During their week-long residence at Bates, the Yudelmans will lecture, participate in seminars, and work with individual students and faculty members.

Sally Yudelman has been a senior fellow at the International Center for Research on Women since 1987 and became a joint fellow at the Overseas Development Council’s International Center for Research on Women in 1985.

In addition, she began a long association with the Inter-American Foundation in Rosslyn, Va., as a planning officer, and established contact with Non-Governmental Organizations in Latin American countries, encouraging them to apply for grants. She monitored projects that were funded and established liaison with national and U.S. governmental personnel, and with relevant private and international organizations.

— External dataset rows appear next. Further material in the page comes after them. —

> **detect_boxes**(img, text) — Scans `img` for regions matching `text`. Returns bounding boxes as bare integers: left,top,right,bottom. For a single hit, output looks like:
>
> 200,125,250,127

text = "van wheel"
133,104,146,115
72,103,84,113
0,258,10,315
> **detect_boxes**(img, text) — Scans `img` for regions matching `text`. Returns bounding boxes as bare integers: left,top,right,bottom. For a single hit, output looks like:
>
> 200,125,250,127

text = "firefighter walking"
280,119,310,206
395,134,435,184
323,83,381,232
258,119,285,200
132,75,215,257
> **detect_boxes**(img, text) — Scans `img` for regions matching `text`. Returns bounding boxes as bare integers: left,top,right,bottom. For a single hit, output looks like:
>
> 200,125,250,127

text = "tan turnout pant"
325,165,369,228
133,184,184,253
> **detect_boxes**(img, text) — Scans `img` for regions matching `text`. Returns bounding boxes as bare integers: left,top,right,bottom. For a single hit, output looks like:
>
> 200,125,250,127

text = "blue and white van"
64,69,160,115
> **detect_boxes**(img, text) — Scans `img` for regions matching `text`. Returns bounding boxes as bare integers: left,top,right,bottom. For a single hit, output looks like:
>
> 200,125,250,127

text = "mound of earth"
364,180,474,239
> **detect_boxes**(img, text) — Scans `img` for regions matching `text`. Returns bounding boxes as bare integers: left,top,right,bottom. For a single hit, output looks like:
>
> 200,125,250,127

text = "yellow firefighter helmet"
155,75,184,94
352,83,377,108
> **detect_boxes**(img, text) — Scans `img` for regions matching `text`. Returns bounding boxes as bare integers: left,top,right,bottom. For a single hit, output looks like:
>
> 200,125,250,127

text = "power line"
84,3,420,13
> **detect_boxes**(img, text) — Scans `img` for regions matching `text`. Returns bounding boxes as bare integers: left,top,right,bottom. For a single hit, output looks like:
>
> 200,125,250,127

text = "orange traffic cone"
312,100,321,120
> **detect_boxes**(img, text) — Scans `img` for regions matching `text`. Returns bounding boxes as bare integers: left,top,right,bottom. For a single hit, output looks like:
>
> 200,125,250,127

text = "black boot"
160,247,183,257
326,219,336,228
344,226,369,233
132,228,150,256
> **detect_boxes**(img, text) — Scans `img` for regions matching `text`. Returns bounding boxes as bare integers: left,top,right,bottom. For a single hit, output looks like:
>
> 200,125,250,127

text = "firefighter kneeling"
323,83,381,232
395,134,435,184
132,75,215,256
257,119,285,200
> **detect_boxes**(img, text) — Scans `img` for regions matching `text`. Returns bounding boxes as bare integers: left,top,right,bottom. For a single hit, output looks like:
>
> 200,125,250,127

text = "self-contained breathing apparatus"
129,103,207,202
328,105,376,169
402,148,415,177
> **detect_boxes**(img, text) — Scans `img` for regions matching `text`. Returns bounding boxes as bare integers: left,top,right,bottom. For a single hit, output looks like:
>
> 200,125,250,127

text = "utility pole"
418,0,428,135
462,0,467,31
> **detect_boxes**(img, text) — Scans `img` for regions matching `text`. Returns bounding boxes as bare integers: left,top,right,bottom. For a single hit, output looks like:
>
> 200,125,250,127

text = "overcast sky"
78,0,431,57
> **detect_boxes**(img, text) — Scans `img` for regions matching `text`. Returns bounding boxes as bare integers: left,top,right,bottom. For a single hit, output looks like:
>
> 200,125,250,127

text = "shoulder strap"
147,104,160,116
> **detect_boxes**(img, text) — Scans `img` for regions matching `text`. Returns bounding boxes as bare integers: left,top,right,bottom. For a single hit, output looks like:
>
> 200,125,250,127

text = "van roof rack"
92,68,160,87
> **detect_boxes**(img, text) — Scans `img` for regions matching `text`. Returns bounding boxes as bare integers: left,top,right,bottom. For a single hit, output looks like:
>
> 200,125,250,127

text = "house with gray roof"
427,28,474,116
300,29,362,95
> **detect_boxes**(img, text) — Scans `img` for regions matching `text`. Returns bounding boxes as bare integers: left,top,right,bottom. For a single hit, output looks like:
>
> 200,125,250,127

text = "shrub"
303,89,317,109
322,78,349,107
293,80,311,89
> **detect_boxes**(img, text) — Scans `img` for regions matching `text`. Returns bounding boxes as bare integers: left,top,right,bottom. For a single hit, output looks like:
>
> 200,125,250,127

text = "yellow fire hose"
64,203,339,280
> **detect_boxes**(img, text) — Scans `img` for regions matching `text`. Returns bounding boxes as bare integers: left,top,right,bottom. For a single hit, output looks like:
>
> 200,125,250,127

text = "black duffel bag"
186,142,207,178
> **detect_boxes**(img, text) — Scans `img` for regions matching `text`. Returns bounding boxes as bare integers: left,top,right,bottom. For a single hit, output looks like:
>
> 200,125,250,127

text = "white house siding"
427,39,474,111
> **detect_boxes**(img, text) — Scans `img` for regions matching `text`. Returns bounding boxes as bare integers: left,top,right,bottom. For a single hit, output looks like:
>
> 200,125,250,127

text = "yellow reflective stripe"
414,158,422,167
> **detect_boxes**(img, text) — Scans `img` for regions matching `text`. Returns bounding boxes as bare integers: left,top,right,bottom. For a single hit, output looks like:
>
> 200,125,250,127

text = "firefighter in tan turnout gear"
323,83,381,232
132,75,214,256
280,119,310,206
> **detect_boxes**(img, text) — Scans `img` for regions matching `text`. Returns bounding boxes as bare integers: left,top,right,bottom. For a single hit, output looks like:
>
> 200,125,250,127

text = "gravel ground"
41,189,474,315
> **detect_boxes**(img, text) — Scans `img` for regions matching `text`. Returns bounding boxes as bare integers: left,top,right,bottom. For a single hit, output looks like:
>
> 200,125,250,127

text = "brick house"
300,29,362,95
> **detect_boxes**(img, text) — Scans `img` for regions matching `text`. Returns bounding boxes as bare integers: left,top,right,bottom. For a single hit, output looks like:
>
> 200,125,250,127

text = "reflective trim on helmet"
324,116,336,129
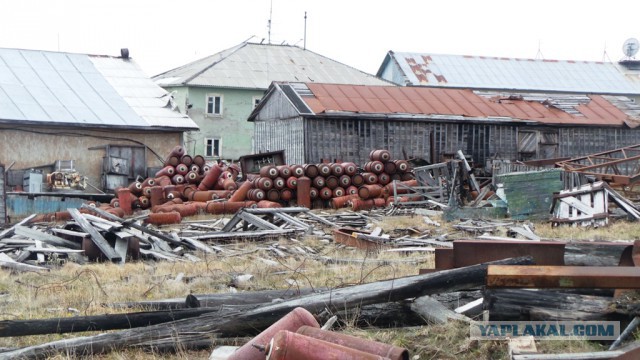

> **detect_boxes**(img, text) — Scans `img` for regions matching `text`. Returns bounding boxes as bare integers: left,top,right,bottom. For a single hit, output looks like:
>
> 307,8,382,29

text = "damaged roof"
377,51,640,95
153,42,392,90
249,83,640,127
0,48,198,130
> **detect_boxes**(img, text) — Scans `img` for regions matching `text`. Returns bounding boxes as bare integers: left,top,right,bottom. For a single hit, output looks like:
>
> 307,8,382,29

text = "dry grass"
0,212,640,359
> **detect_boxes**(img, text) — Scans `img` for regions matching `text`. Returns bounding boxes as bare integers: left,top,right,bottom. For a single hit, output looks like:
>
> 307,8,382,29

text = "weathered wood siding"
253,92,305,164
0,164,7,224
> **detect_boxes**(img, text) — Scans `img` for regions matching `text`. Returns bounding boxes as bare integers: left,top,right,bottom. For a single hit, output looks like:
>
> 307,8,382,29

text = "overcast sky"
0,0,640,76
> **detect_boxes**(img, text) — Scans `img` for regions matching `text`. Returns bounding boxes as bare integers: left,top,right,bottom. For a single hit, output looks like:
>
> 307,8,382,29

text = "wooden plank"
67,208,122,262
0,214,37,239
14,225,81,249
487,265,640,289
0,253,49,271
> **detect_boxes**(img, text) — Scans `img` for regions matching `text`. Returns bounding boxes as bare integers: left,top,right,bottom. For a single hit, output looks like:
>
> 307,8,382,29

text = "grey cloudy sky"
0,0,640,76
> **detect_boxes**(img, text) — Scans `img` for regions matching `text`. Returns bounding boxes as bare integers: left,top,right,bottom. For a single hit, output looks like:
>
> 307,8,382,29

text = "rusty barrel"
358,184,382,200
296,176,312,209
351,174,364,186
198,165,222,190
116,188,133,215
289,164,304,177
260,165,279,179
369,149,391,163
393,160,411,173
129,181,142,196
316,163,331,177
276,165,291,179
184,170,200,184
401,172,416,181
362,172,378,185
384,161,396,175
145,211,182,225
171,174,184,185
273,176,287,190
138,195,151,209
331,186,345,198
266,189,280,201
257,200,282,209
342,162,358,176
193,155,206,169
324,175,340,190
156,165,176,178
287,176,298,190
378,173,391,185
255,176,273,191
364,161,384,174
227,307,320,360
296,325,409,360
280,188,293,201
222,178,238,191
344,185,358,195
331,194,358,209
304,164,318,179
329,163,344,177
176,164,189,176
318,186,333,200
142,178,156,188
311,176,326,189
338,174,351,188
180,154,193,166
205,201,256,214
229,180,253,202
262,330,388,360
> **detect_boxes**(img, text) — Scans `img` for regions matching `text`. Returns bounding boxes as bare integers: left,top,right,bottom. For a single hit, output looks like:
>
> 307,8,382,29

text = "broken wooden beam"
0,257,532,360
487,265,640,289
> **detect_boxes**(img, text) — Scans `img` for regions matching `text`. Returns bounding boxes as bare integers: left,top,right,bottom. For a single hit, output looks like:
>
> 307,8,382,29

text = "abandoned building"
376,51,640,102
0,49,198,193
249,82,640,167
153,42,392,160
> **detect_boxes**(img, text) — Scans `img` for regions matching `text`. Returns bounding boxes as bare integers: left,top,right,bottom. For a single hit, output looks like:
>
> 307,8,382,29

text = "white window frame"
251,96,262,109
209,138,222,158
204,93,224,117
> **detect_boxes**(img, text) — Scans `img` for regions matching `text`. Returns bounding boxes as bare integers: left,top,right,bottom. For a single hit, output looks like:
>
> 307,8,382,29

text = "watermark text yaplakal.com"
469,321,620,340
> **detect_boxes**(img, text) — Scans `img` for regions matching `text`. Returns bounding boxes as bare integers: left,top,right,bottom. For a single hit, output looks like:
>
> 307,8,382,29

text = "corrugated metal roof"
276,83,640,126
0,49,198,129
153,43,391,89
378,51,640,95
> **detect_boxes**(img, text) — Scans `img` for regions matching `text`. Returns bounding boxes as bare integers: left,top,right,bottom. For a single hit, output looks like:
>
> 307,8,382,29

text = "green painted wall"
166,87,264,160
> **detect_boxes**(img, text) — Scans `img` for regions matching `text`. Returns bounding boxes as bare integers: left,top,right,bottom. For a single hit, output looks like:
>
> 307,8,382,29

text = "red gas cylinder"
296,325,409,360
264,330,388,360
227,307,320,360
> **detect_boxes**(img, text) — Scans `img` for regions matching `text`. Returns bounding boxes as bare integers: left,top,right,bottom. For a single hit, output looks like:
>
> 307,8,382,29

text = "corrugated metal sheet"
298,83,640,126
0,49,198,129
378,51,640,95
153,43,390,89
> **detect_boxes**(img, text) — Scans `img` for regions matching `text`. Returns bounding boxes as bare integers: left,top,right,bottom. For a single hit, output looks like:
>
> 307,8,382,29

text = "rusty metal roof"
0,49,198,129
153,42,392,90
377,51,640,95
252,83,640,127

Yudelman was a program officer at the World Affairs Council of Northern California from 1955-61, at the Women’s Africa Committee of the African- American Institute in Washington D.C. from 1961-62 and at the Overseas Education Fund from 1962-65. She later served as regional program and planning officer for Latin America and the Caribbean Peace Corps from 1965-68 and as an instructor in macroeconomics at the Universite de Paris from 1969-72.

Yudelman received her bachelor’s in literature and Spanish from Vassar College, studied at the University of Michigan, and received a diplome from the International Institute in Paris.

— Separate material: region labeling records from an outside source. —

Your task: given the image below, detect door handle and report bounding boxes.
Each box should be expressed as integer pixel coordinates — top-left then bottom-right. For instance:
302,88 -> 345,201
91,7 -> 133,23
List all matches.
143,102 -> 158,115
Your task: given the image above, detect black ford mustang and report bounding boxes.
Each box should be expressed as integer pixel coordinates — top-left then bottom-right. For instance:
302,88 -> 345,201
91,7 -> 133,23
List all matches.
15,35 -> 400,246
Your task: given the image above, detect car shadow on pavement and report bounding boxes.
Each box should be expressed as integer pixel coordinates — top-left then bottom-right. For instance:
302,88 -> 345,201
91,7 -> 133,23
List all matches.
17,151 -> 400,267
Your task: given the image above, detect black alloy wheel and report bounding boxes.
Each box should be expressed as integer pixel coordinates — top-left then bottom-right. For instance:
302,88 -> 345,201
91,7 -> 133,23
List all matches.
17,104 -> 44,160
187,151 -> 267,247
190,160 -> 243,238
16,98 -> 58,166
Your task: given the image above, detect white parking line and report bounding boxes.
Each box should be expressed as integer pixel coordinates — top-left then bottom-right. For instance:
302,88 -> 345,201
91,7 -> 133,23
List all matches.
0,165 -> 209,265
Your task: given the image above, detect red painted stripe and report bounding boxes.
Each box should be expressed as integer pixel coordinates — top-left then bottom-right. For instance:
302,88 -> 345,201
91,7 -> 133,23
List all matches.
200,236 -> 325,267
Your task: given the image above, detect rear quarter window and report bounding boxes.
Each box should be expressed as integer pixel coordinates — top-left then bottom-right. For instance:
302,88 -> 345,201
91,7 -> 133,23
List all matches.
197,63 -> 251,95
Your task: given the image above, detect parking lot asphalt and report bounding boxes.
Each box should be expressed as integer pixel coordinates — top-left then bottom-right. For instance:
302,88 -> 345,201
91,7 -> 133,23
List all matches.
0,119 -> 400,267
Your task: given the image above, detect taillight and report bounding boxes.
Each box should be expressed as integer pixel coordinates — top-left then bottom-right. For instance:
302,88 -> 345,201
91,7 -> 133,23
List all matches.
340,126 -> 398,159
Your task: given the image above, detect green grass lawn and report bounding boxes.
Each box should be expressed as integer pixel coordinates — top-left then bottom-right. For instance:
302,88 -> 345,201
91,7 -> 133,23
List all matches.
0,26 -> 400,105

An American citizen born in South Africa, Montague Yudelman has been involved in research, teaching, advising and directing efforts in agricultural development and related fields. He has undertaken many missions, including economic evaluations of projects in different parts of the world, including Cyprus, the Philippines and sub-Saharan Africa.

His career has included time at the Food and Agricultural Organization as assistant director for social sciences at the Rockefeller Foundation working on the economics of the new varieties of grain, and as vice president and acting president of the OECD Development Center in Paris, directing research on the economics of employment in agriculture.

Yudelman has been a professor of economic development at the University of Michigan, and a visiting lecturer and fellow at the Center of International Affairs at Harvard.

From 1972-83, he served as director of agriculture and rural development at the World Bank. A distinguished fellow at the World Resources Institute from 1984-87, he has been a fellow at the Conservation Foundation/World Wildlife Fund since 1987.

Yudelman served in the South African Air Force in World War II. Following the war, he studied agriculture at the university of Witwatersrand and the University of California at Berkeley, where he received his bachelor’s, master’s and doctorate in agricultural economics.

The Woodrow Wilson Visiting Fellows Program brings leaders in their fields to the campuses of small liberal arts colleges for a week of classes, informal discussions with students and faculty and career counseling. The program attempts to gather people from diverse backgrounds and with different points of view in an atmosphere in which they can learn about each other. Writers are included in the program to stimulate greater appreciation of the written word through interaction with the best of contemporary writers.

The Woodrow Wilson National Fellowship Foundation has developed and conducted programs in higher education since 1945. Nearly 20 colleges have participated in the Visiting Fellows program since 1973.